The auto lending industry’s rollercoaster ride hasn’t stopped since the coronavirus pandemic struck in 2020.
Credit unions were on top in 2022. Origence, a CUNA associate business member at the premier level, funded $79 billion in auto loans in 2022.
“It was a record year,” says Origence Chief Operating Officer Bob Child. “Everything was going credit unions’ way.”
The ride began to descend in the fourth quarter of 2022, as liquidity pressures increased, loan-to-share ratios peaked, and interest rates and inflation increased.

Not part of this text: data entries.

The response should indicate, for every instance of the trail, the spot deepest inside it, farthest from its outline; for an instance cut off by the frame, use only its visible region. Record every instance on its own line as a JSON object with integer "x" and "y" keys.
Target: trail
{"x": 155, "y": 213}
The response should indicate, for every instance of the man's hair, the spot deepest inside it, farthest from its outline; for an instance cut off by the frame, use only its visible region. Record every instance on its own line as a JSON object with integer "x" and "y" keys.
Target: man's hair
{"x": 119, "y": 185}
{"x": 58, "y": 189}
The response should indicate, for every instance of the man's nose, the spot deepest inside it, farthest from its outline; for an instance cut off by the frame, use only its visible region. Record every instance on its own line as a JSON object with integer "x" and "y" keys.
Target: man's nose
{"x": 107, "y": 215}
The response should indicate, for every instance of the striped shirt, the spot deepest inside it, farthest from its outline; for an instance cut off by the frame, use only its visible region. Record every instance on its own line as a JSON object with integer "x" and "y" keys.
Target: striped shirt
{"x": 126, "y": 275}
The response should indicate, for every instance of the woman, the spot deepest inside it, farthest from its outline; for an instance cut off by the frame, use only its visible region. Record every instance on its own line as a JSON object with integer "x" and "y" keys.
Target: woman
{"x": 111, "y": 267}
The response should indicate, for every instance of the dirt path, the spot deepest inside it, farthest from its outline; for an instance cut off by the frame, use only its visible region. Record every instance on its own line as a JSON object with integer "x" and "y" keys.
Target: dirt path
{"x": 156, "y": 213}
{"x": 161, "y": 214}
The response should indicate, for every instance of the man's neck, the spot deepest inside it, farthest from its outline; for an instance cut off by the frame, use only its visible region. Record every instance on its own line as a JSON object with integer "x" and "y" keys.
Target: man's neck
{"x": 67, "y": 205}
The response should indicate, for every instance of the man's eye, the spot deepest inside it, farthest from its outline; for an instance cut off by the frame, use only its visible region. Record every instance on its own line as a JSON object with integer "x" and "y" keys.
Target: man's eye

January and February 2023 saw higher loan volumes than those months the previous year.
“March started to get really interesting. Credit unions were maxed out, the Federal Reserve put in another interest rate hike, Silicon Valley Bank collapsed, and credit union auto lending came to a pretty massive slowdown,” Child says. “Suddenly, there was a heightened focus on liquidity. Liquidity became a central theme for the financial world, so it's understandable that credit unions started pulling back in lending.”
The number of new auto loan applications ticked back up in April. Through the first quarter of 2023, auto loan applications were up 4.3% year to date.
“Interest rates have gone up over 300% since the same time last year, and the price of cars are at an all-time high, too,” Child says, noting that the average new car costs about $50,000.
Manufactures have started to increase vehicle incentives and offer low-rate captive financing to entice consumers, he says. Across the board, lenders are tightening their credit guidelines to prepare for a possible recession.
The pre-pandemic industry norm for seasonally adjusted sales for new cars was about 16.5 million. Last year, new-vehicle sales totaled 13.9 million, and credit unions significantly increased their auto-loan market share.
Industry economists expect 14.2 new-car sales in 2023, Child says.
In the first quarter of 2023, credit unions financed 16% fewer new cars than they did in the first quarter of 2022.
“Used-car fundings have been pretty much flat year over year. I anticipate we’ll see lower used-cars sales in Q2, and credit union financing will probably come down another 5%,” Child says, adding that he anticipates an uptick in the third and fourth quarters as liquidity pressures ease somewhat.